June 7, 2009 · Posted in Maintenance, Touring Cars · by simon · 2 Comments 

After a year or so of running used Tamiya’s, I decided it was time I splashed out and got myself a new car. There was only one choice really, the Tamiya TRF416 Worlds Edition.

It’s clearly a very quick chassis and it comes with pretty much all the bits to be very competitive right out of the box.

Finding one in stock was a very different matter. Tamiya stopped production for a while, but it transpired they did another batch, so I found one of the new batch online. Ordered and it was with me a few days later.

It went together like a dream. Being a man, and very familiar with Tamiya builds I didn’t really follow the manual, well, I did, but not the exact order of the manual.

I added JAAD ceramic balls and thrust to the diff, Tamiya don’t seem to do a ceramic option, and I wouldn’t run steel balls since experiencing ceramic, and they’re not that expensive.

I also added low friction ‘V’ parts top and bottom on the dampers, with fluorine shock shafts.  Mainly because I had them in the spares box, so it made sense to add them from the beginning.

The only awkward bit was the rear wishbones, they seemed a bit fat, I realise now I should have trimmed them a little, but instead I removed a 0.5mm spacer, and shimmed the gap back up.  I’m sure after some use the 0.5mm will go back in there happily.

All the standard screws were used, they’re steel, but we’re underweight these days anyway, so no worries there.  And some blue Tamiya threadlock was used with all screws that go into alloy, that’s pretty much all of them as there’s sooo much blue on this car.  The weak threadlock prevents the screws loosening, but enables them to be easily removed, it just fills the gaps in the threads a bit.

Some photos are below of the build.
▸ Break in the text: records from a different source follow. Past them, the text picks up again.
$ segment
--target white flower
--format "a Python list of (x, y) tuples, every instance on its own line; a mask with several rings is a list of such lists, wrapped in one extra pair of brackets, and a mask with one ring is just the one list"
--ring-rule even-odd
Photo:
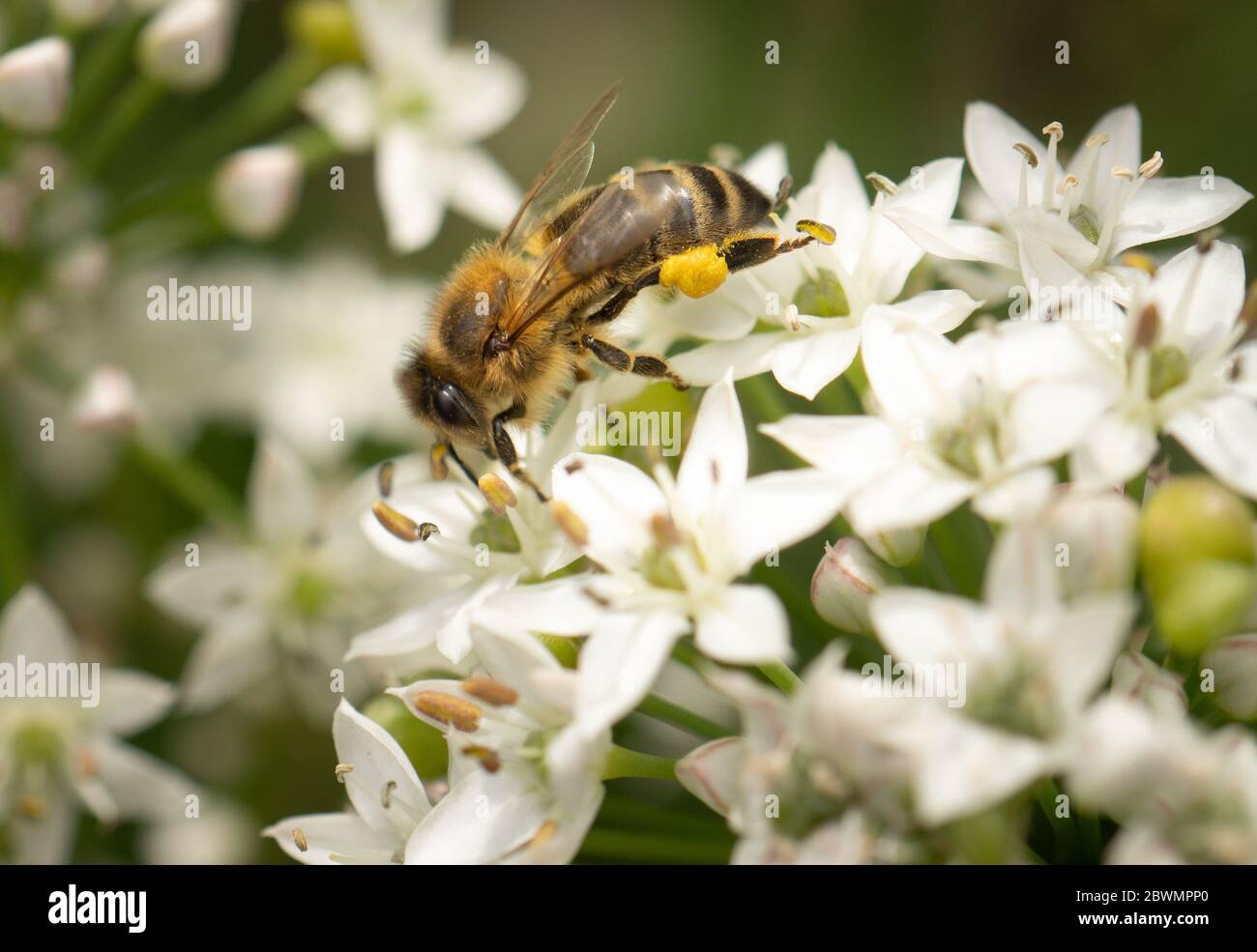
[(70, 45), (45, 36), (0, 57), (0, 121), (21, 132), (49, 132), (65, 112)]
[(764, 433), (851, 494), (857, 534), (924, 526), (972, 499), (987, 519), (1035, 511), (1101, 412), (1092, 359), (1063, 325), (1001, 324), (959, 344), (897, 314), (871, 319), (864, 362), (879, 416), (789, 416)]
[[(556, 460), (574, 442), (579, 413), (593, 397), (595, 387), (582, 384), (548, 433), (541, 426), (524, 433), (520, 460), (543, 490), (548, 490)], [(390, 658), (398, 666), (403, 658), (429, 658), (435, 649), (439, 658), (461, 664), (471, 651), (473, 625), (478, 620), (491, 625), (495, 617), (510, 625), (527, 622), (530, 630), (549, 634), (587, 632), (593, 607), (577, 599), (572, 609), (562, 604), (562, 594), (556, 594), (566, 593), (572, 580), (543, 583), (579, 558), (551, 510), (525, 490), (515, 494), (514, 505), (495, 512), (453, 461), (446, 465), (447, 479), (434, 480), (426, 461), (405, 461), (405, 471), (398, 470), (387, 499), (393, 511), (416, 526), (435, 526), (426, 539), (400, 539), (370, 511), (361, 519), (367, 538), (381, 553), (426, 579), (440, 579), (445, 588), (357, 636), (348, 657)], [(486, 475), (509, 479), (500, 463)]]
[(602, 804), (611, 731), (585, 722), (576, 674), (532, 634), (478, 628), (475, 654), (481, 677), (390, 688), (450, 749), (450, 791), (406, 863), (567, 863)]
[(141, 69), (180, 92), (212, 85), (228, 68), (234, 19), (230, 0), (173, 0), (140, 33)]
[[(87, 664), (65, 619), (31, 585), (0, 614), (9, 691), (23, 662), (28, 686), (36, 667), (50, 679), (52, 666)], [(83, 679), (83, 697), (9, 695), (0, 702), (0, 816), (18, 863), (67, 862), (80, 806), (103, 823), (172, 820), (195, 792), (177, 771), (121, 741), (161, 720), (175, 697), (171, 687), (138, 671), (97, 671), (96, 706)]]
[(228, 156), (214, 177), (215, 208), (236, 235), (264, 241), (292, 217), (303, 173), (292, 146), (240, 149)]
[[(901, 314), (939, 333), (959, 327), (978, 306), (963, 291), (925, 291), (884, 305), (900, 296), (924, 255), (887, 220), (889, 210), (945, 222), (955, 208), (960, 166), (941, 158), (899, 186), (879, 177), (870, 206), (851, 157), (830, 143), (812, 182), (791, 202), (783, 230), (792, 232), (799, 219), (821, 221), (837, 230), (835, 244), (782, 255), (732, 276), (708, 301), (671, 308), (679, 327), (719, 340), (678, 355), (672, 368), (699, 384), (714, 383), (729, 367), (738, 379), (772, 371), (782, 387), (811, 399), (851, 364), (861, 328), (877, 313)], [(750, 333), (757, 322), (781, 330)]]
[(874, 597), (874, 627), (896, 661), (958, 666), (967, 686), (963, 713), (914, 733), (924, 821), (992, 806), (1067, 762), (1068, 738), (1109, 677), (1134, 605), (1128, 593), (1065, 603), (1061, 585), (1051, 536), (1019, 524), (996, 543), (982, 604), (925, 589)]
[(1077, 325), (1102, 355), (1097, 378), (1112, 396), (1071, 458), (1075, 479), (1125, 482), (1165, 432), (1257, 497), (1257, 340), (1243, 300), (1243, 255), (1219, 241), (1175, 255), (1125, 313), (1112, 308), (1112, 335)]
[[(786, 613), (764, 585), (739, 583), (755, 561), (811, 535), (842, 502), (820, 472), (747, 479), (747, 437), (733, 381), (703, 397), (675, 481), (608, 456), (576, 453), (553, 473), (554, 499), (583, 524), (606, 573), (572, 583), (607, 609), (585, 646), (581, 692), (612, 723), (650, 690), (676, 639), (733, 664), (789, 654)], [(608, 692), (608, 686), (615, 686)]]
[(353, 811), (289, 816), (261, 833), (308, 865), (401, 863), (406, 840), (432, 809), (397, 741), (348, 701), (332, 718), (336, 776)]
[(498, 50), (447, 46), (437, 0), (353, 0), (370, 72), (337, 67), (305, 111), (342, 148), (376, 147), (376, 191), (398, 252), (427, 245), (449, 203), (502, 227), (519, 192), (473, 143), (519, 109), (524, 80)]
[(1073, 738), (1066, 789), (1123, 829), (1110, 863), (1257, 862), (1257, 744), (1236, 727), (1133, 701), (1096, 703)]
[(1019, 273), (1037, 296), (1036, 289), (1121, 284), (1126, 276), (1114, 262), (1126, 249), (1216, 225), (1252, 197), (1229, 178), (1155, 177), (1161, 156), (1140, 153), (1134, 105), (1105, 113), (1062, 170), (1063, 134), (1060, 123), (1047, 126), (1047, 151), (1038, 154), (1031, 144), (1038, 137), (994, 105), (970, 103), (965, 154), (1002, 230), (940, 224), (911, 210), (887, 216), (931, 254)]
[(312, 716), (326, 716), (349, 636), (424, 593), (362, 539), (362, 495), (351, 487), (324, 507), (304, 463), (261, 442), (249, 480), (254, 538), (199, 539), (195, 559), (185, 550), (147, 584), (153, 602), (201, 632), (184, 671), (185, 708), (280, 677)]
I forgot to take photos as I was nearing the end, but some photos is better than none I figure!

First time out I ran it with electronics from my old car, for a direct comparison ‘chassis only’ upgrade.  And I knocked 3 seconds off my personal best at Bashley, including a roll that cost me another 3 seconds.  It really is quick then!

I was staggered how much more corner speed it carried, I built it pretty much with kit setup (a few very slight changes), and the grip was amazing, it turned in, carried the speed, and you could get back on the throtttlw very early.  ’Glorious’ was how I described it on the night, whilst grinning like a Cheshire cat.

If I gave up racing now, I would still say it was worth every penny [cent]!

The final pictures show it with the Team Wave RB50 that was chosen to go in this car, a ‘generation 3′ speedo, with timing advance and ‘full-throttle turbo’ functionality at a bargain price.  I look forward to fiddling with all the settings.

I think it’s an ideal speedo to squeeze more power out of the stock motors I like to race, whilst still being able to run 10.5 and mod motors should I desire.